Background
Charles Lennox Richardson was born in London in 1834. His middle name is spelled Lenox in census and family documents.
Charles Lennox Richardson was born in London in 1834. His middle name is spelled Lenox in census and family documents.
After Richardson met Woodthorpe Charles Clarke, an old friend from Shanghai, they joined fellow merchant William Marshall, and Marshall's sister-in-law Margaret Watson Borradaile to go on a sightseeing ride via nearby Kanagawa town towards the temple of Kawasaki Daishi. While travelling on the Tōkaidō road – the Imperial highway – through the village of Namamugi (now part of Tsurumi ward, Yokohama), the party encountered the retinue of Satsuma regent daimyō Shimazu Hisamitsu (otherwise Shimazu Saburō) heading in the opposite direction. When Richardson approached Shimazu's palanquin too closely, the daimyō's bodyguard attacked the Englishman. Marshall and Clarke were also severely wounded in the incident. Grievously wounded, Richardson fell from his horse a short distance from the attack and was killed with a coup de grâce on the orders of Shimazu. This is known as the Namamugi Affair.

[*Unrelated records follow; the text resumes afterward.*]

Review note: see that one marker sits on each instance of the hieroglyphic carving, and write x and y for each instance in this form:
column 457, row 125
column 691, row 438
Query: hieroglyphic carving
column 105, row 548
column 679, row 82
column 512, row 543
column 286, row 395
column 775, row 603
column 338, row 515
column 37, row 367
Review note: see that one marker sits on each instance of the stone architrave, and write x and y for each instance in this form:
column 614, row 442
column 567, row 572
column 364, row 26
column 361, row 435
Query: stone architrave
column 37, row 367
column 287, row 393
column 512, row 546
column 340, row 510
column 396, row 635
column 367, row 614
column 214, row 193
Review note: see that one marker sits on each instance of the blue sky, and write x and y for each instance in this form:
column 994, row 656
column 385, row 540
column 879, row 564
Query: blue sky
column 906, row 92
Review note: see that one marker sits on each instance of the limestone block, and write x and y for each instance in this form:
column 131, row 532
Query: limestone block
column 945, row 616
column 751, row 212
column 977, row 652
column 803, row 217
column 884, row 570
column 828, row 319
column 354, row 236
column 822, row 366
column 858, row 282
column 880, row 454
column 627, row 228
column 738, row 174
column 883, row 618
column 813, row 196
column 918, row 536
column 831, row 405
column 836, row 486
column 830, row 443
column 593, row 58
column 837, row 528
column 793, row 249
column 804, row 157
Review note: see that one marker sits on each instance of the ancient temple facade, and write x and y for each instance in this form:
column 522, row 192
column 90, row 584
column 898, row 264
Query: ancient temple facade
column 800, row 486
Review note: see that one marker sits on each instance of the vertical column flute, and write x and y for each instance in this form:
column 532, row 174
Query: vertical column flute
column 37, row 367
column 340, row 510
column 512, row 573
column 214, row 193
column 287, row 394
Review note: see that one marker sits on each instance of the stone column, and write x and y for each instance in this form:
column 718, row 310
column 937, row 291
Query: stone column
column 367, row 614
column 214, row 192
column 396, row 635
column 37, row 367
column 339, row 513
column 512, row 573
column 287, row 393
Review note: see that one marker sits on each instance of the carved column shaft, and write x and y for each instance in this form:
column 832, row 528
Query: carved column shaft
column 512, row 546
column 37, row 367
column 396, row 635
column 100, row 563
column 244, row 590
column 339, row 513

Richardson's grave is in a private plot near to the Yokohama Foreign Cemetery between the later graves of Marshall and Clarke.
Quotes from others about the person
In a 2013 article, Historian Folker Reichert accused Richardson of cultural ignorance, arrogance, and racism. According to Japanese reports at the time, he disrespectfully rode in the middle of the road and even tried to get between the regent's litter and his bodyguards.
Just before the incident, after having been warned not to provoke the guards, Richardson allegedly said, "I have been living in China for fourteen years. I know how to deal with these people."
Richardson's uncle was reportedly not surprised about his nephew's demise and blamed him for being reckless and stubborn.
Frederick Wright-Bruce, the British envoy to China, remembered Richardson as an arrogant adventurer.